• central nervous system;
  • cerebrospinal fluid;
  • Guillain–Barré syndrome;
  • neuropathology;
  • peripheral nervous system

In cases with otherwise clinically typical Guillain–Barré syndrome (GBS), pronounced cerebrospinal fluid (CSF) pleocytosis or the mere presence of CSF-polymorphonuclear granulocytes should alert the physician to consider alternative diagnoses. Therefore, we retrospectively studied the neuropathology of central and peripheral nervous system in two cases with a CSF cell count of more than 50/μl and in three cases with a significant proportion of polymorphonuclear granulocytes in the CSF sediment. All cases fulfilled the required criteria for the diagnosis of GBS, the duration from onset to death ranged from 4 to 100 days.

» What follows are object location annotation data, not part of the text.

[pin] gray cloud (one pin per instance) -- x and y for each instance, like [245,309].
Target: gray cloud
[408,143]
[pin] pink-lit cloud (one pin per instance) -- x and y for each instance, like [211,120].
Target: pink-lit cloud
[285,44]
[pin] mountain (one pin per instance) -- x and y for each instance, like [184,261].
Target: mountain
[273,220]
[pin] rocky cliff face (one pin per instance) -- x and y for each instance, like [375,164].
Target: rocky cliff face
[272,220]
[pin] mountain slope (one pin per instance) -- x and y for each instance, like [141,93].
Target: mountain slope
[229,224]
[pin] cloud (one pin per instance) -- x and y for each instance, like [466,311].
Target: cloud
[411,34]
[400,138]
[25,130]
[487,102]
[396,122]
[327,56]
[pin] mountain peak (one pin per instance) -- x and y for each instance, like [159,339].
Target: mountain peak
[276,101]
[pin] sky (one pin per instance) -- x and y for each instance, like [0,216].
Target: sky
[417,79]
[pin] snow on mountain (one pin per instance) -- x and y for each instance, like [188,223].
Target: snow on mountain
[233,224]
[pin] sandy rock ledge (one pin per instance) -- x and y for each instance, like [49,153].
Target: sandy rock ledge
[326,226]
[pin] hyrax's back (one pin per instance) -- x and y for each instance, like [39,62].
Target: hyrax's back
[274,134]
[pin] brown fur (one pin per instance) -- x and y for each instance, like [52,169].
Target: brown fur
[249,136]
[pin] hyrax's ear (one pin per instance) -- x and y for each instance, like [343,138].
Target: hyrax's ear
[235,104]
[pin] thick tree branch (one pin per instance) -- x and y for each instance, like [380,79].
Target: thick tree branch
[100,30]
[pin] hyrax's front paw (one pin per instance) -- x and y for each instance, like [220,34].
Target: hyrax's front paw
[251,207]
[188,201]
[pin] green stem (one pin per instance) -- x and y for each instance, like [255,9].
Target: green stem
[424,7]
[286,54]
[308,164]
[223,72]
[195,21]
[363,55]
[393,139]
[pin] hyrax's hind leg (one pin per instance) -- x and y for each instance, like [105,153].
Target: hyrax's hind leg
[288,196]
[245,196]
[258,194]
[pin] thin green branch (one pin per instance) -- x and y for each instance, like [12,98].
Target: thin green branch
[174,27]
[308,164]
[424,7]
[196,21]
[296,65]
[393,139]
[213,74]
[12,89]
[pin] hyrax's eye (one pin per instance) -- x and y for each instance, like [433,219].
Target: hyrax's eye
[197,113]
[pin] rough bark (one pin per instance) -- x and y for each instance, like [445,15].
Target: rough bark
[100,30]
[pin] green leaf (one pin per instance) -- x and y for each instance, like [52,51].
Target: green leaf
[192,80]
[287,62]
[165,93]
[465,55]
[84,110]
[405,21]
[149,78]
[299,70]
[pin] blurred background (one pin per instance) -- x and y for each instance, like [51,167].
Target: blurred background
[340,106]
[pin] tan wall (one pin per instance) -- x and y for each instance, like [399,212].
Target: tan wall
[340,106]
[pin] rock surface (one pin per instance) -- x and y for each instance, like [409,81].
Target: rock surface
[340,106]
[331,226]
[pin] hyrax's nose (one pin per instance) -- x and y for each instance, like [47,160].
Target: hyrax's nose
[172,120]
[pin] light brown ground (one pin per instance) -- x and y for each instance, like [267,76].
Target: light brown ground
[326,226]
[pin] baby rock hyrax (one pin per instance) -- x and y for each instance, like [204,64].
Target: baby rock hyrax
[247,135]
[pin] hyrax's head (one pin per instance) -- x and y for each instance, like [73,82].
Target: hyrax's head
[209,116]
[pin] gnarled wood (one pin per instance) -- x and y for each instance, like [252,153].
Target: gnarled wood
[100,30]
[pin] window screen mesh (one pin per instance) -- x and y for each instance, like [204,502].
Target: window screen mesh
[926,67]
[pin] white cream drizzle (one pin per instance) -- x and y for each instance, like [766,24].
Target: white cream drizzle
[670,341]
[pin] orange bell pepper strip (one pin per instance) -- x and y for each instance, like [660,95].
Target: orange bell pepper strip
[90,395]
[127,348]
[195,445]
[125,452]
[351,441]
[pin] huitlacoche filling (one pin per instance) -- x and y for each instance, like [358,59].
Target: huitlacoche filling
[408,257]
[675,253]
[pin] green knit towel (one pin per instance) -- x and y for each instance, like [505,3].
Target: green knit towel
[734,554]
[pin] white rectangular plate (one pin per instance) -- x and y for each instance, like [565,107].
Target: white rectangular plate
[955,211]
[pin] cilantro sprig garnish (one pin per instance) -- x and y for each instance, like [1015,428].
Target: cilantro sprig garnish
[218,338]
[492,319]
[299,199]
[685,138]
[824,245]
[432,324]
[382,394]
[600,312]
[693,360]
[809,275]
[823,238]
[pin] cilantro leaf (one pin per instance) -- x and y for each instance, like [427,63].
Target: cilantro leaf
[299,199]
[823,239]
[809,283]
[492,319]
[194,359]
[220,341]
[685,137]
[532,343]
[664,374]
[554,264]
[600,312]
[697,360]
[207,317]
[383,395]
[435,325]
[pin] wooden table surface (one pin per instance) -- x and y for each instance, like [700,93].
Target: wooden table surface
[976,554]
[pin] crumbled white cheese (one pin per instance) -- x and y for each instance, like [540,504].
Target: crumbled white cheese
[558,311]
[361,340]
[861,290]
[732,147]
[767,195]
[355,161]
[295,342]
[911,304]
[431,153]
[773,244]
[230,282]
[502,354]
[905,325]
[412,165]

Neuropathological investigations included routine staining procedures and immunohistochemistry for antigens of glial and haematopoetic cells as well as for products of relevant neurotropic viruses. Demyelinating polyradiculitis was present in four cases, in one patient with a survival time of 4 days the type of damage to myelinated fibres was unclassifiable. In the central nervous system a consistent finding was diffuse activation of microglia, only one case showed mild meningeal and lower brainstem inflammation. Viral products were generally absent. In summary, the neuropathological findings confirm that marked CSF pleocytosis or the presence of polymorphonuclear granulocytes does not rule out the diagnosis of GBS.